I first implemented query search using SimpleQueryString shown as follows.
Entity Definition
@Entity
@Indexed
@AnalyzerDef(name = "whitespace", tokenizer = @TokenizerDef(factory = WhitespaceTokenizerFactory.class),
filters = {
@TokenFilterDef(factory = LowerCaseFilterFactory.class),
@TokenFilterDef(factory = ASCIIFoldingFilterFactory.class)
})
public class AdAccount implements SearchableEntity, Serializable {
@Id
@DocumentId
@Column(name = "ID")
@GeneratedValue(strategy = GenerationType.AUTO)
private Long id;
@Field(store = Store.YES, analyzer = @Analyzer(definition = "whitespace"))
@Column(name = "NAME")
private String name;
//other properties and getters/setters
}
I use the white space tokenizer factory here because the default standard analyzer ignores special characters, which is not ideal in my use case. The document I referred to is https://lucene.apache.org/solr/guide/6_6/tokenizers.html#Tokenizers-WhiteSpaceTokenizer. In this document it states that Simple tokenizer that splits the text stream on whitespace and returns sequences of non-whitespace characters as tokens.
SimpleQueryString Method
protected Query inputFilterBuilder() {
SimpleQueryStringMatchingContext simpleQueryStringMatchingContext = queryBuilder.simpleQueryString().onField("name");
return simpleQueryStringMatchingContext
.withAndAsDefaultOperator()
.matching(searchRequest.getQuery() + "*").createQuery();
}
searchRequest.getQuery() returns the search query string, then I append the prefix operator in the end so that it supports prefix query.

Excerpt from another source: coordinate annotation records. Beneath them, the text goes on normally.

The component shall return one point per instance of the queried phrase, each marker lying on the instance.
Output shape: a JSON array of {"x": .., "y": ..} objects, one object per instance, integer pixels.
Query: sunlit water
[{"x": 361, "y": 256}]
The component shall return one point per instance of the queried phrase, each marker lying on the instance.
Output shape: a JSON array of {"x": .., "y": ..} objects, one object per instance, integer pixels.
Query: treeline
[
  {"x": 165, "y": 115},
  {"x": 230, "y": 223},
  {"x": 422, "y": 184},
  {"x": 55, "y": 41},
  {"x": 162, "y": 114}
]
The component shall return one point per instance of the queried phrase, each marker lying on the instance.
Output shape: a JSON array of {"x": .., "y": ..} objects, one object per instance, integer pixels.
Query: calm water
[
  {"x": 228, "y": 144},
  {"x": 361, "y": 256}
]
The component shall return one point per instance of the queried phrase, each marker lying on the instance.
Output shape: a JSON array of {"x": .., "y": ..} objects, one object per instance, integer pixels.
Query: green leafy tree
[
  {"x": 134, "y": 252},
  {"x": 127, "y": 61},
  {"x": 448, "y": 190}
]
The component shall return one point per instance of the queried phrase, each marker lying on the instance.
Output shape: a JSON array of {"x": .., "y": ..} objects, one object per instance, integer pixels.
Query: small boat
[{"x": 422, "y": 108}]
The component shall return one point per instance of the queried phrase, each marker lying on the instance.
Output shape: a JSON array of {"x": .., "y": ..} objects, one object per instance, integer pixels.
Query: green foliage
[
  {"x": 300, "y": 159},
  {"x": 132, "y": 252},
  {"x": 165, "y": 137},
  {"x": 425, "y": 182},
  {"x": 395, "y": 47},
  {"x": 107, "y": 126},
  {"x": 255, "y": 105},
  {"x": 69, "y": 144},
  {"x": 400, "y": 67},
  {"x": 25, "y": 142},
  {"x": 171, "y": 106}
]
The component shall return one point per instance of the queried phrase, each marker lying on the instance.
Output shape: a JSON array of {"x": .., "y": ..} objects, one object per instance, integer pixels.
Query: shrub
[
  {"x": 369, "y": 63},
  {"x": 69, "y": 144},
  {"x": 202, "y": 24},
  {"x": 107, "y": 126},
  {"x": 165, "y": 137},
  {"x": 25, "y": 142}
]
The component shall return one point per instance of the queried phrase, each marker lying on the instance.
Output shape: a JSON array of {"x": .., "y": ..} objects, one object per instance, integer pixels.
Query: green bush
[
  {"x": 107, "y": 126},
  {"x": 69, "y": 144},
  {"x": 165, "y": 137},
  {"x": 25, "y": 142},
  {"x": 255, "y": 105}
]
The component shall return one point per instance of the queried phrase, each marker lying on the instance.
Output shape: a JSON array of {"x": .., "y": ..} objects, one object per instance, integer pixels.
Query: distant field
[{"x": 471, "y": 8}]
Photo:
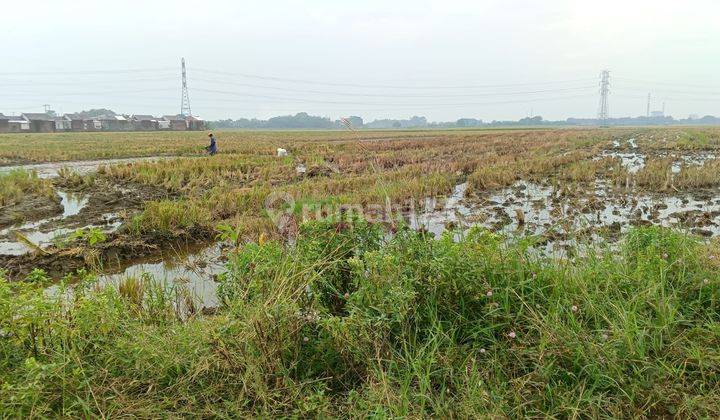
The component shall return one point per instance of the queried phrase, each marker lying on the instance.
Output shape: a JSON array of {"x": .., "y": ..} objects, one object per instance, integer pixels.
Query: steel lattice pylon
[{"x": 185, "y": 102}]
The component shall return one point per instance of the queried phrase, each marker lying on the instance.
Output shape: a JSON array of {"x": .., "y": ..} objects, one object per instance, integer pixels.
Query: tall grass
[{"x": 350, "y": 323}]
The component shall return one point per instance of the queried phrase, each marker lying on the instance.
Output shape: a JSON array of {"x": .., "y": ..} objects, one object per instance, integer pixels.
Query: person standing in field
[{"x": 212, "y": 148}]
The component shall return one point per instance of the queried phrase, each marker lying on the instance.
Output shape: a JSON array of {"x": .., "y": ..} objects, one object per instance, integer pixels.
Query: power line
[
  {"x": 386, "y": 95},
  {"x": 86, "y": 72},
  {"x": 371, "y": 86},
  {"x": 293, "y": 99},
  {"x": 604, "y": 91},
  {"x": 185, "y": 101}
]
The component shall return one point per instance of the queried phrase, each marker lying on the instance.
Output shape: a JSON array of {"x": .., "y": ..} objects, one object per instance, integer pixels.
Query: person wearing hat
[{"x": 212, "y": 148}]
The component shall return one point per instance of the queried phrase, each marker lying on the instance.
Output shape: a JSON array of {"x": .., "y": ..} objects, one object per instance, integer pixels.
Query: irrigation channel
[{"x": 557, "y": 225}]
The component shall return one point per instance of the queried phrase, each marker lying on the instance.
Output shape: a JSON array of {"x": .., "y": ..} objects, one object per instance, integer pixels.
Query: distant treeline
[{"x": 304, "y": 120}]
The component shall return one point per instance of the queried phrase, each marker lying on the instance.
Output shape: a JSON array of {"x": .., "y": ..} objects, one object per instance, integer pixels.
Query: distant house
[
  {"x": 114, "y": 123},
  {"x": 77, "y": 122},
  {"x": 144, "y": 122},
  {"x": 4, "y": 124},
  {"x": 62, "y": 123},
  {"x": 177, "y": 122},
  {"x": 40, "y": 123},
  {"x": 18, "y": 124}
]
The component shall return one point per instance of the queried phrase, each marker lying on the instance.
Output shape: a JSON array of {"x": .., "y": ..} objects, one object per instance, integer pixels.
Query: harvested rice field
[{"x": 538, "y": 272}]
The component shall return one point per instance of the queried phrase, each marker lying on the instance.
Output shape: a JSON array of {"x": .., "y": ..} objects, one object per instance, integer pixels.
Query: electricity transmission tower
[
  {"x": 604, "y": 91},
  {"x": 185, "y": 102}
]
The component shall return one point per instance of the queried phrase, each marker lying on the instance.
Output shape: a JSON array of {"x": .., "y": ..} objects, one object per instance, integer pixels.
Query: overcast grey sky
[{"x": 442, "y": 59}]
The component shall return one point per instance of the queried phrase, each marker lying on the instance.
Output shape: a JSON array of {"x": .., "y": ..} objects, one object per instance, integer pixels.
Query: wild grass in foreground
[{"x": 349, "y": 322}]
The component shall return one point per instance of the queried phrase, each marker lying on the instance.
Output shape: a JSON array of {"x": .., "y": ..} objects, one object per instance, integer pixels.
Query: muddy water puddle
[
  {"x": 600, "y": 215},
  {"x": 43, "y": 233},
  {"x": 82, "y": 167},
  {"x": 188, "y": 273}
]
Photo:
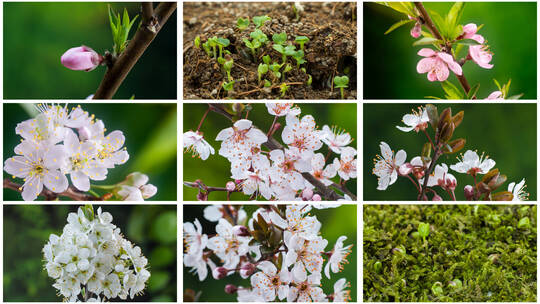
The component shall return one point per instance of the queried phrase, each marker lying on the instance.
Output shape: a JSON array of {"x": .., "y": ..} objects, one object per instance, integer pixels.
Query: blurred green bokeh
[
  {"x": 37, "y": 34},
  {"x": 506, "y": 132},
  {"x": 335, "y": 223},
  {"x": 215, "y": 171},
  {"x": 27, "y": 229},
  {"x": 390, "y": 60},
  {"x": 150, "y": 131}
]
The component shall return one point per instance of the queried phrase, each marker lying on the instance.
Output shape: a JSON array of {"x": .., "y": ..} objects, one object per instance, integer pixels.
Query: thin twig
[
  {"x": 116, "y": 74},
  {"x": 448, "y": 49},
  {"x": 51, "y": 196}
]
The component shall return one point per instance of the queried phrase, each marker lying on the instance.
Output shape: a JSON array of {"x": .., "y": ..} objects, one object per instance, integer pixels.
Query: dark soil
[{"x": 331, "y": 51}]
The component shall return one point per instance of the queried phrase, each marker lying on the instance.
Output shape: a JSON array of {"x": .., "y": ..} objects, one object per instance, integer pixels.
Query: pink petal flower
[
  {"x": 81, "y": 58},
  {"x": 481, "y": 56}
]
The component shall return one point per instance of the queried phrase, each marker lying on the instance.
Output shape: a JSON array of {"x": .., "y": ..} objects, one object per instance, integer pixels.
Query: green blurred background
[
  {"x": 390, "y": 60},
  {"x": 335, "y": 223},
  {"x": 37, "y": 34},
  {"x": 215, "y": 171},
  {"x": 27, "y": 229},
  {"x": 150, "y": 131},
  {"x": 506, "y": 132}
]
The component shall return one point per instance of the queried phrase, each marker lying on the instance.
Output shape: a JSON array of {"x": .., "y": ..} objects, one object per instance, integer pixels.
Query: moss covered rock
[{"x": 450, "y": 253}]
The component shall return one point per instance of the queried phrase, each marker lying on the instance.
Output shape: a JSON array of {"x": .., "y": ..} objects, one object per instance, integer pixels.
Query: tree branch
[
  {"x": 116, "y": 74},
  {"x": 448, "y": 48},
  {"x": 51, "y": 196},
  {"x": 273, "y": 144}
]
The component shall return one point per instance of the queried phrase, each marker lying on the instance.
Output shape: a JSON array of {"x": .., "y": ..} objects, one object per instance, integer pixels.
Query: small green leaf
[
  {"x": 398, "y": 24},
  {"x": 426, "y": 41}
]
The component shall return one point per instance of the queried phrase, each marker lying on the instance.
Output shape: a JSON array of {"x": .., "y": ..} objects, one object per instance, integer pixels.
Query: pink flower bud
[
  {"x": 240, "y": 230},
  {"x": 81, "y": 58},
  {"x": 469, "y": 192},
  {"x": 230, "y": 288},
  {"x": 246, "y": 270},
  {"x": 416, "y": 31},
  {"x": 231, "y": 186},
  {"x": 307, "y": 194},
  {"x": 219, "y": 273}
]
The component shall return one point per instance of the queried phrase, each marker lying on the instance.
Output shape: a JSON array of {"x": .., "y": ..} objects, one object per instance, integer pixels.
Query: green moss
[{"x": 472, "y": 253}]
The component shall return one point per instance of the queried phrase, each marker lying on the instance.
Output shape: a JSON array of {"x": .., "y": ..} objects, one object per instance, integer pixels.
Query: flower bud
[
  {"x": 230, "y": 289},
  {"x": 240, "y": 230},
  {"x": 219, "y": 273},
  {"x": 81, "y": 58},
  {"x": 247, "y": 269},
  {"x": 469, "y": 192},
  {"x": 307, "y": 194},
  {"x": 231, "y": 186},
  {"x": 148, "y": 191}
]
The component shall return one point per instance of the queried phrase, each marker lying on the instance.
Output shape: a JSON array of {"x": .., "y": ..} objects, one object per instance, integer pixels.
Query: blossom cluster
[
  {"x": 93, "y": 260},
  {"x": 278, "y": 173},
  {"x": 388, "y": 166},
  {"x": 280, "y": 252},
  {"x": 59, "y": 142}
]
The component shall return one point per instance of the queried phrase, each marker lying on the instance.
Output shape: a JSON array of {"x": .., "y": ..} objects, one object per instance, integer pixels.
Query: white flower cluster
[
  {"x": 93, "y": 259},
  {"x": 60, "y": 142},
  {"x": 278, "y": 173},
  {"x": 388, "y": 166},
  {"x": 299, "y": 249}
]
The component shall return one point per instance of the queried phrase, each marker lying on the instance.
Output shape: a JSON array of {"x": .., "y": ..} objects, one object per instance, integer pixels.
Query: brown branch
[
  {"x": 273, "y": 144},
  {"x": 116, "y": 74},
  {"x": 448, "y": 48},
  {"x": 51, "y": 196}
]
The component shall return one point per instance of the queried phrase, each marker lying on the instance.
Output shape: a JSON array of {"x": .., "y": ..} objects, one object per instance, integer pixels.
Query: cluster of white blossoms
[
  {"x": 277, "y": 174},
  {"x": 388, "y": 166},
  {"x": 60, "y": 142},
  {"x": 92, "y": 259},
  {"x": 280, "y": 251}
]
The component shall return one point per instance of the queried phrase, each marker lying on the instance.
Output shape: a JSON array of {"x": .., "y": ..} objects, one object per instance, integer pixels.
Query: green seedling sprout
[
  {"x": 261, "y": 70},
  {"x": 280, "y": 38},
  {"x": 275, "y": 67},
  {"x": 227, "y": 66},
  {"x": 212, "y": 42},
  {"x": 242, "y": 24},
  {"x": 222, "y": 42},
  {"x": 341, "y": 82},
  {"x": 283, "y": 88},
  {"x": 301, "y": 40},
  {"x": 299, "y": 57},
  {"x": 228, "y": 86},
  {"x": 287, "y": 68},
  {"x": 260, "y": 20}
]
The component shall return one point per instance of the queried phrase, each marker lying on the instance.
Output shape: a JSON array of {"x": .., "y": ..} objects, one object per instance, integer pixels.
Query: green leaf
[
  {"x": 426, "y": 41},
  {"x": 398, "y": 24},
  {"x": 423, "y": 229},
  {"x": 451, "y": 90},
  {"x": 473, "y": 91}
]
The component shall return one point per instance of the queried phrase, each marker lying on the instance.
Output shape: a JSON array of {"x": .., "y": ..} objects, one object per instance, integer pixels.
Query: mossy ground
[{"x": 491, "y": 249}]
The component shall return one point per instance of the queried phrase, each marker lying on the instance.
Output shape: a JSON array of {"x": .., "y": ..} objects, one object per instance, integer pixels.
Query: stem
[
  {"x": 202, "y": 119},
  {"x": 116, "y": 74},
  {"x": 50, "y": 196},
  {"x": 433, "y": 29}
]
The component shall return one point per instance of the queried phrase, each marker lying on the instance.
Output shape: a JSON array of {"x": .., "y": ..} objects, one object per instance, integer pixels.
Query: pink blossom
[
  {"x": 469, "y": 32},
  {"x": 81, "y": 58},
  {"x": 481, "y": 55},
  {"x": 495, "y": 96},
  {"x": 436, "y": 64}
]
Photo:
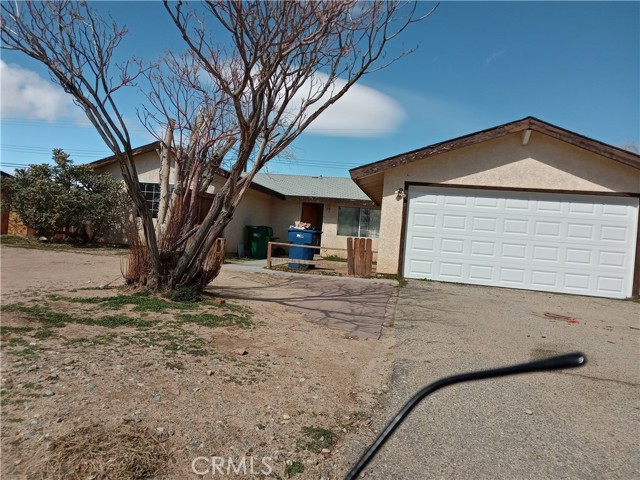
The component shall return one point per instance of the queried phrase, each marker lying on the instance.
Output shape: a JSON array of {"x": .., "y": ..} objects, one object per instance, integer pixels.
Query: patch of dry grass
[{"x": 99, "y": 453}]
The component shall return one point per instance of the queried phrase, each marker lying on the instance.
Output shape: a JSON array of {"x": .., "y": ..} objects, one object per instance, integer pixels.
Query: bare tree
[{"x": 253, "y": 78}]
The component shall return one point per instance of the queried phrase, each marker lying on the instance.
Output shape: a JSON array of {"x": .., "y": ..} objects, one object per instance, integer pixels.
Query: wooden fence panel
[{"x": 359, "y": 256}]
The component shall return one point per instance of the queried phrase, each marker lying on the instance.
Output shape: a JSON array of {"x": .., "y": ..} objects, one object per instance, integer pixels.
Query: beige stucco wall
[
  {"x": 544, "y": 163},
  {"x": 255, "y": 209}
]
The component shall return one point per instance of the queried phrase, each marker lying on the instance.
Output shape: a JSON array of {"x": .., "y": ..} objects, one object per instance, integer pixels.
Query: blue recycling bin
[{"x": 302, "y": 236}]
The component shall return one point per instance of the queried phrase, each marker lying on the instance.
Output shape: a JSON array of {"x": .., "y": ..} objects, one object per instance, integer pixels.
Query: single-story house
[
  {"x": 523, "y": 205},
  {"x": 333, "y": 205}
]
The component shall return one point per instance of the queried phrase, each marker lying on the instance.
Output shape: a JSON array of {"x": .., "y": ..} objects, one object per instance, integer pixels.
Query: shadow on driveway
[{"x": 356, "y": 306}]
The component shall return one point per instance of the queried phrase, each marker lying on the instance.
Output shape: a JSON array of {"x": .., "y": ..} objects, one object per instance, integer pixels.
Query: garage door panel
[{"x": 550, "y": 242}]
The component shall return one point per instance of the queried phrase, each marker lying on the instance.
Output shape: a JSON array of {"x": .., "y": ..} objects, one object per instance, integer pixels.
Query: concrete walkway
[{"x": 356, "y": 305}]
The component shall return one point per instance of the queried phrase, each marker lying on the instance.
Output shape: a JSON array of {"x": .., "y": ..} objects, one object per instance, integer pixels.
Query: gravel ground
[{"x": 570, "y": 424}]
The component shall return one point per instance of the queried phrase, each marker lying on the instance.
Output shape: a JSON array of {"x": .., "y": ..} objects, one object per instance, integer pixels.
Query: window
[
  {"x": 358, "y": 222},
  {"x": 151, "y": 192}
]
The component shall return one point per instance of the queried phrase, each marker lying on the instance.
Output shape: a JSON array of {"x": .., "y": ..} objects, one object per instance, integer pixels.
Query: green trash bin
[{"x": 258, "y": 239}]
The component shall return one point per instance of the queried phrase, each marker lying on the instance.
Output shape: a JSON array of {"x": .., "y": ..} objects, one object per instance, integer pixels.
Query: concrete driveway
[{"x": 582, "y": 423}]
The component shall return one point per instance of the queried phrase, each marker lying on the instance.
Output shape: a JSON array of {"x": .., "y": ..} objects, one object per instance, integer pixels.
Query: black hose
[{"x": 570, "y": 360}]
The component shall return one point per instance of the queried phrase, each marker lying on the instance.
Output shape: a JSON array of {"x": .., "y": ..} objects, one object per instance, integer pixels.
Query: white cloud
[
  {"x": 491, "y": 58},
  {"x": 361, "y": 112},
  {"x": 26, "y": 95}
]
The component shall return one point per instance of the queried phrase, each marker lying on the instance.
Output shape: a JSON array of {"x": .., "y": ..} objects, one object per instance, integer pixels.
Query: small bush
[{"x": 184, "y": 294}]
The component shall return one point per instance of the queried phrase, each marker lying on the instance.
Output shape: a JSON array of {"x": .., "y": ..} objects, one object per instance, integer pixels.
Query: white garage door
[{"x": 581, "y": 244}]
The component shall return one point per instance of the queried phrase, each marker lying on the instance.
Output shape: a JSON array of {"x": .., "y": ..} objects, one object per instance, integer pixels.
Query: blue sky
[{"x": 478, "y": 65}]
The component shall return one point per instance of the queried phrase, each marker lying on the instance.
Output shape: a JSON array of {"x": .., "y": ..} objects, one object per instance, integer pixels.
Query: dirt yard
[{"x": 102, "y": 382}]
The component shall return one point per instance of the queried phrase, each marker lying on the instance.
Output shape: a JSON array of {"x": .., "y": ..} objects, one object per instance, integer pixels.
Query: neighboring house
[
  {"x": 11, "y": 223},
  {"x": 523, "y": 205},
  {"x": 334, "y": 205}
]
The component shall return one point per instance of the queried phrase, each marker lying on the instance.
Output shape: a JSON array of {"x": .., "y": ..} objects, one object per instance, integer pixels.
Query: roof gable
[
  {"x": 529, "y": 123},
  {"x": 311, "y": 187}
]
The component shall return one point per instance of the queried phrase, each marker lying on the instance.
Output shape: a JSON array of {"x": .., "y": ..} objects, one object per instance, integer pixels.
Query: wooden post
[
  {"x": 359, "y": 256},
  {"x": 350, "y": 269},
  {"x": 269, "y": 255},
  {"x": 368, "y": 261}
]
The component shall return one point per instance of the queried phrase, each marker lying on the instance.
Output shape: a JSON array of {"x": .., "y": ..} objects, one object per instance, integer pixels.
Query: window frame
[{"x": 360, "y": 226}]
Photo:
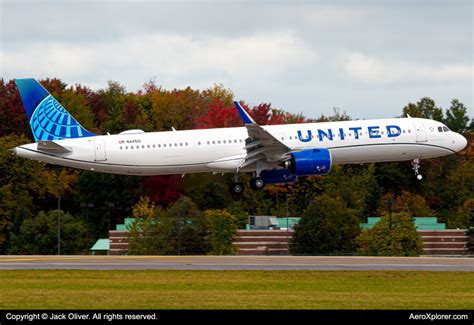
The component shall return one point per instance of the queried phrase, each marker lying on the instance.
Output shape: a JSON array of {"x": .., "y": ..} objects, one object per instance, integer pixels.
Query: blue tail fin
[{"x": 48, "y": 119}]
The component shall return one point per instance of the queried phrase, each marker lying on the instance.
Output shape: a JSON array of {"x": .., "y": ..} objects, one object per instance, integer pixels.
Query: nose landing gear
[{"x": 415, "y": 163}]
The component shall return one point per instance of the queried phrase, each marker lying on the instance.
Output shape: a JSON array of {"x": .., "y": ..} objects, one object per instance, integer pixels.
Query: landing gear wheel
[
  {"x": 257, "y": 183},
  {"x": 236, "y": 188},
  {"x": 416, "y": 167}
]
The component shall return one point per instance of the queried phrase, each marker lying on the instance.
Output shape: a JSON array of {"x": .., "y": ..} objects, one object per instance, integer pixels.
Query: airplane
[{"x": 274, "y": 154}]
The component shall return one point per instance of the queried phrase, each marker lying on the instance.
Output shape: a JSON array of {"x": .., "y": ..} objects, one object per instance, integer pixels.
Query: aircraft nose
[{"x": 459, "y": 142}]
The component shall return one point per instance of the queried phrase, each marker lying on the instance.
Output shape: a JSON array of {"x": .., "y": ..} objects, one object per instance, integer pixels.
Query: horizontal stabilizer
[{"x": 52, "y": 147}]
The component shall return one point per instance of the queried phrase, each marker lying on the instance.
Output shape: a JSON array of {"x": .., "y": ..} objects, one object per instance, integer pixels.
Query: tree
[
  {"x": 185, "y": 229},
  {"x": 103, "y": 191},
  {"x": 38, "y": 235},
  {"x": 424, "y": 108},
  {"x": 222, "y": 231},
  {"x": 327, "y": 227},
  {"x": 22, "y": 183},
  {"x": 144, "y": 234},
  {"x": 176, "y": 108},
  {"x": 218, "y": 115},
  {"x": 393, "y": 235},
  {"x": 456, "y": 117}
]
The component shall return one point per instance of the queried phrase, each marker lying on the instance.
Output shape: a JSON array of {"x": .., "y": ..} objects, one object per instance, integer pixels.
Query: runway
[{"x": 320, "y": 263}]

However, this does not work as expected with the following example. Say I have an entity whose name is "AT&T Account", when searching with "AT&", it does not return this entity.
I then made the following changes to directly use a white space analyzer. This time searching with "AT&" works as expected. But the search is case sensitive now, i.e, searching with "at&" returns nothing now.
@Field
@Analyzer(impl = WhitespaceAnalyzer.class)
@Column(name = "NAME")
private String name;
My questions are:
Why doesn't it work when I use the white space factory in my first attempt? I assume using the factory versus using the actual analyzer implementation is different?
How to make my search case-insensitive if I use the @Analyzer annotation as in my second attempt?